Thousands of current and former Tesco employees have won a fight in their equal pay dispute with the supermarket.
On Thursday, the European Court of Justice ruled that EU law can be relied upon to make equal pay claims against an employer in the UK.
The supermarket’s shop floor employees, who are mostly women, accused Britain’s biggest grocer of underpaying them by up to £3 per hour, compared with employees in distribution centres who are mostly men, despite their work being of equal value.
They argue that this breaches both UK and EU laws.
The employees, represented by law firm Leigh Day, took their complaints to a tribunal in Watford. They said that the supermarket should be seen as a single entity in terms of employment conditions – as it would be under EU law – and should therefore compensate employees equally for work of equal value.
Tesco argued that the EU “single source” law – which allows workers to be compared with workers in different establishments as long as a “single source” has the ability to correct the difference in pay – did not apply directly in this case.
The UK tribunal sought clarification from Europe’s highest court, the Luxembourg-based European Court of Justice, which rejected Tesco’s claims and ruled in favour of the employees.

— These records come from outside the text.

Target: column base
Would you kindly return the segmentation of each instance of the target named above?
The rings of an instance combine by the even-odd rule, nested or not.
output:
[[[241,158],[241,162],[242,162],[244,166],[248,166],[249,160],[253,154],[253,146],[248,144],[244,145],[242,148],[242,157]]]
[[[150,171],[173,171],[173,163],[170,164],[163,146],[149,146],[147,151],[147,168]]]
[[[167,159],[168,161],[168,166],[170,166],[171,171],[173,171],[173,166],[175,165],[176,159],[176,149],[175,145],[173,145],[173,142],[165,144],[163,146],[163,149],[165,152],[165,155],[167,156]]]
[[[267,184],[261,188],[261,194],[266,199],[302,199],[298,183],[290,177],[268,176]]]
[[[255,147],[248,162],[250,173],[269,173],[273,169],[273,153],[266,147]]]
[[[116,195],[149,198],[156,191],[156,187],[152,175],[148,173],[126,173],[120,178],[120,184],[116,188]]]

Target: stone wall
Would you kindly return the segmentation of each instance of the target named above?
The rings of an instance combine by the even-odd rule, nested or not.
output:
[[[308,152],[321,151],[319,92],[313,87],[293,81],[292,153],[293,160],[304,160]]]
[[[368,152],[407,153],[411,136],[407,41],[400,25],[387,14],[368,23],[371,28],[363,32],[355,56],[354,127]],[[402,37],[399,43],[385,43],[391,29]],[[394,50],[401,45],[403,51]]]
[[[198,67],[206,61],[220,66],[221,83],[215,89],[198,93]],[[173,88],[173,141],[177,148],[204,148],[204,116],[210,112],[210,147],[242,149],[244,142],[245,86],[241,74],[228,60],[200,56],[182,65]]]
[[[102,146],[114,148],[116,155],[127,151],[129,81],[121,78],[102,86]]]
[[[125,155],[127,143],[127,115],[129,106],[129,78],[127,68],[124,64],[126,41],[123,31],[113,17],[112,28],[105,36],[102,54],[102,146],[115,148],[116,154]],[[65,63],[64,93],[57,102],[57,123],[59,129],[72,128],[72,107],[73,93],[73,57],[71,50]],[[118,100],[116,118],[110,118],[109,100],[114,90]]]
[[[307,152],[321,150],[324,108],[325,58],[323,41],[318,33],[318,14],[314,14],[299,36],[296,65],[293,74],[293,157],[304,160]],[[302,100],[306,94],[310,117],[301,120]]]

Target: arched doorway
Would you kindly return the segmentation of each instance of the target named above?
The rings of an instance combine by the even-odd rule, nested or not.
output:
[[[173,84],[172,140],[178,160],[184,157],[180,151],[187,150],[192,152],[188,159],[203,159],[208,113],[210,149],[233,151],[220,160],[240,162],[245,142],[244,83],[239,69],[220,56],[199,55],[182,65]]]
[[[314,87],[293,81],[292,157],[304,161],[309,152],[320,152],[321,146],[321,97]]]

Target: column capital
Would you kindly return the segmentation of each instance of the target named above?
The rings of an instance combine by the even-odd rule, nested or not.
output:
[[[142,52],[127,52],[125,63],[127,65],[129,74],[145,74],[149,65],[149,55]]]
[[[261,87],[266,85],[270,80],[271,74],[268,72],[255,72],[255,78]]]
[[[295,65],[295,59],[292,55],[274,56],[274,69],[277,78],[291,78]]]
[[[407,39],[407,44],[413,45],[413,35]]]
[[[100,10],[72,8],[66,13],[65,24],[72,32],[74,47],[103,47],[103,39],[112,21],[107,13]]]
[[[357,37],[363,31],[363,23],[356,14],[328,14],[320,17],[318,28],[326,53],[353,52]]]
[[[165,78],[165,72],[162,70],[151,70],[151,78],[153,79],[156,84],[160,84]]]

The judges said: “The principle, laid down by EU law, of equal pay for male and female workers can be relied upon directly, in respect both of ‘equal work’ and of ‘work of equal value’, in proceedings between individuals.”

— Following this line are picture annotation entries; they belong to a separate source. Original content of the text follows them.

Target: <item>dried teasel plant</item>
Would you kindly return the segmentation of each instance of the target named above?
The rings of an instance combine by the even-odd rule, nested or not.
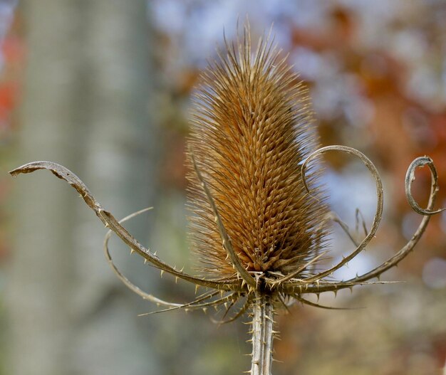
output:
[[[333,273],[365,248],[375,236],[383,211],[383,187],[373,164],[359,151],[344,146],[318,149],[311,110],[306,89],[287,65],[286,58],[268,36],[251,50],[249,27],[242,41],[226,43],[219,60],[202,75],[202,85],[195,100],[187,161],[190,167],[189,203],[193,253],[200,261],[201,275],[177,270],[139,243],[120,222],[105,210],[83,182],[71,171],[51,162],[34,162],[10,173],[16,176],[48,169],[74,187],[110,230],[104,250],[107,259],[123,282],[143,298],[162,305],[161,311],[205,310],[224,306],[222,322],[245,312],[251,317],[251,375],[271,374],[274,315],[294,302],[315,307],[305,295],[337,292],[355,285],[380,283],[380,275],[396,265],[416,245],[434,211],[438,190],[432,161],[414,160],[407,172],[405,192],[410,206],[422,215],[409,242],[378,267],[347,280],[333,280]],[[357,243],[348,228],[324,203],[317,179],[319,157],[329,151],[353,155],[365,164],[376,184],[377,207],[371,228]],[[421,208],[410,186],[417,167],[427,166],[432,183],[429,202]],[[355,243],[356,249],[338,264],[316,270],[328,253],[329,222],[338,223]],[[115,233],[145,262],[203,287],[195,300],[173,303],[160,300],[132,284],[113,263],[108,241]],[[320,268],[321,265],[318,265]],[[378,281],[373,281],[378,278]]]

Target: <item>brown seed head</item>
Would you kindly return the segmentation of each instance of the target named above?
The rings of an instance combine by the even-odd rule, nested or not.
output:
[[[300,170],[318,145],[310,101],[269,38],[251,53],[245,28],[237,47],[227,43],[219,54],[202,74],[189,149],[243,266],[286,275],[315,256],[326,234],[318,173],[307,172],[310,196]],[[211,205],[190,171],[192,248],[207,275],[233,277]]]

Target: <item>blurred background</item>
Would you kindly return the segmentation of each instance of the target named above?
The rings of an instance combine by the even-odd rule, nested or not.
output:
[[[404,194],[413,159],[438,170],[446,206],[446,4],[442,0],[0,1],[0,374],[227,374],[249,368],[244,318],[212,312],[138,317],[156,307],[116,280],[105,229],[48,172],[12,179],[32,160],[72,169],[162,259],[193,271],[186,239],[185,139],[190,98],[223,30],[249,16],[253,38],[276,43],[310,90],[322,145],[356,147],[375,163],[383,219],[368,250],[337,273],[363,273],[399,250],[421,218]],[[331,208],[370,227],[374,184],[357,160],[326,154]],[[427,171],[413,191],[428,196]],[[361,236],[362,233],[358,233]],[[333,228],[333,260],[353,248]],[[142,288],[187,302],[194,287],[144,265],[117,240],[116,263]],[[446,215],[387,272],[405,282],[356,287],[278,316],[276,374],[444,374]],[[359,307],[359,308],[357,308]]]

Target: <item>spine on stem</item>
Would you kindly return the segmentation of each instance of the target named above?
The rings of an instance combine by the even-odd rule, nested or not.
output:
[[[251,375],[271,375],[273,359],[274,308],[271,297],[255,299],[252,318],[252,356]]]

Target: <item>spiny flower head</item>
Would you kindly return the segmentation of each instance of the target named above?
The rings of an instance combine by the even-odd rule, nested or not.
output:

This decision binds the UK government, despite the country’s exit from the EU, and cannot be appealed. It will now apply to future equal pay disputes within private businesses in the UK.

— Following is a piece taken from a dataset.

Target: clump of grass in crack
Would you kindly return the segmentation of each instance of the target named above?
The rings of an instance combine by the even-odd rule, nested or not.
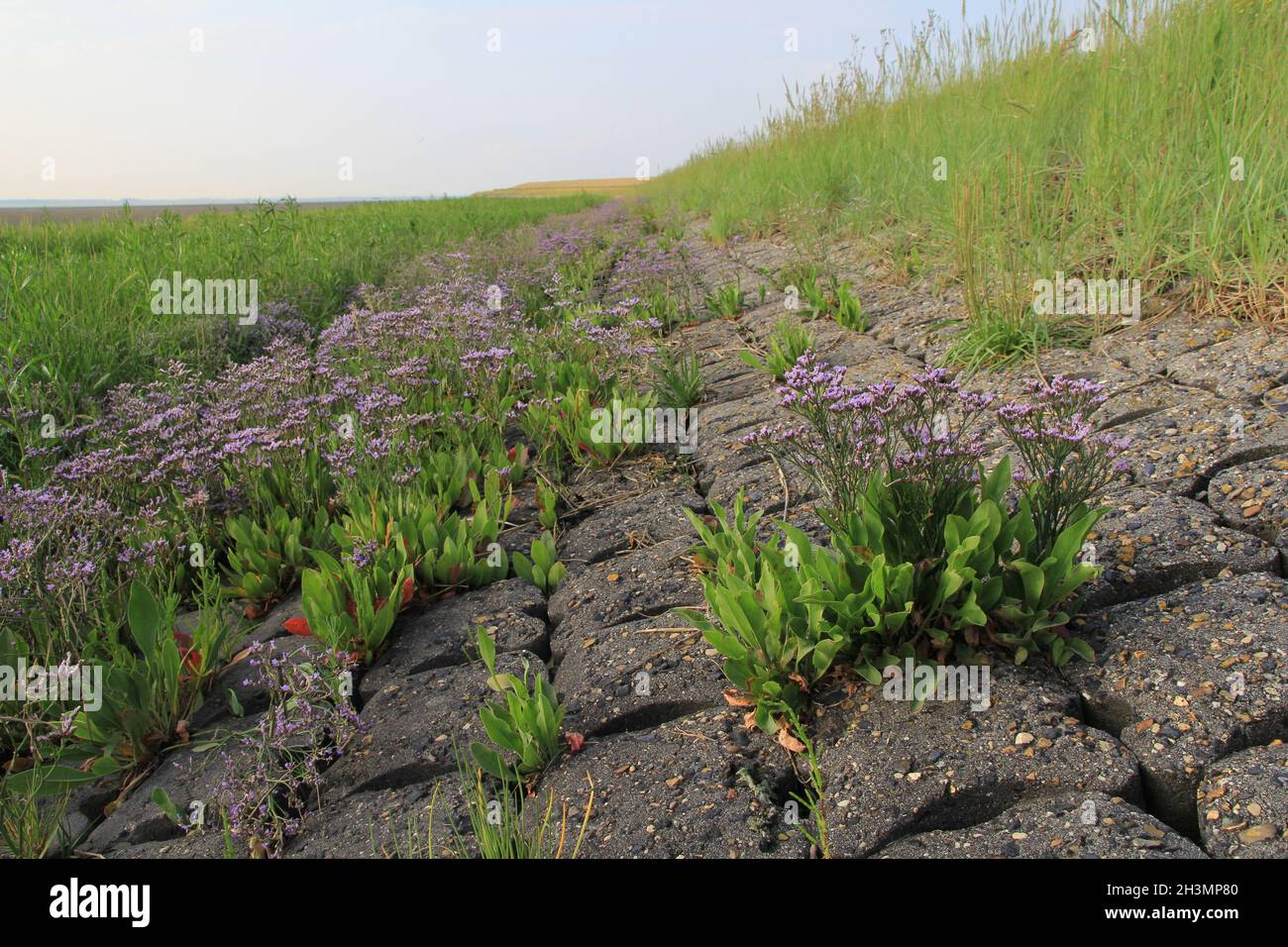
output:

In response to the ruling, a Tesco spokesperson said: “The jobs in our stores and distribution centres are different. These roles require different skills and demands which lead to variations in – but this has absolutely nothing to do with gender.
“We reward our colleagues fairly for the jobs they do and work hard to ensure that the pay and benefits we offer are fair, competitive and sustainable. These claims are extremely complex and will take many years to reach a conclusion. We continue to strongly defend these claims”
Kiran Dauka, a partner at Leigh Day, said: “For a long time, employers have argued that UK law in this area is unclear, but this judgment is simple: if there is a single body responsible for ensuring equality, the roles are comparable.”
The law firm has previously said that workers affected by the pay dispute could be entitled to up to six years of back pay compensation, of at least £10,000 each.
Next steps in the equal pay dispute include comparing the roles at UK Employment Tribunals, and investigations into whether the roles are of “equal value” and reasons for differences in pay.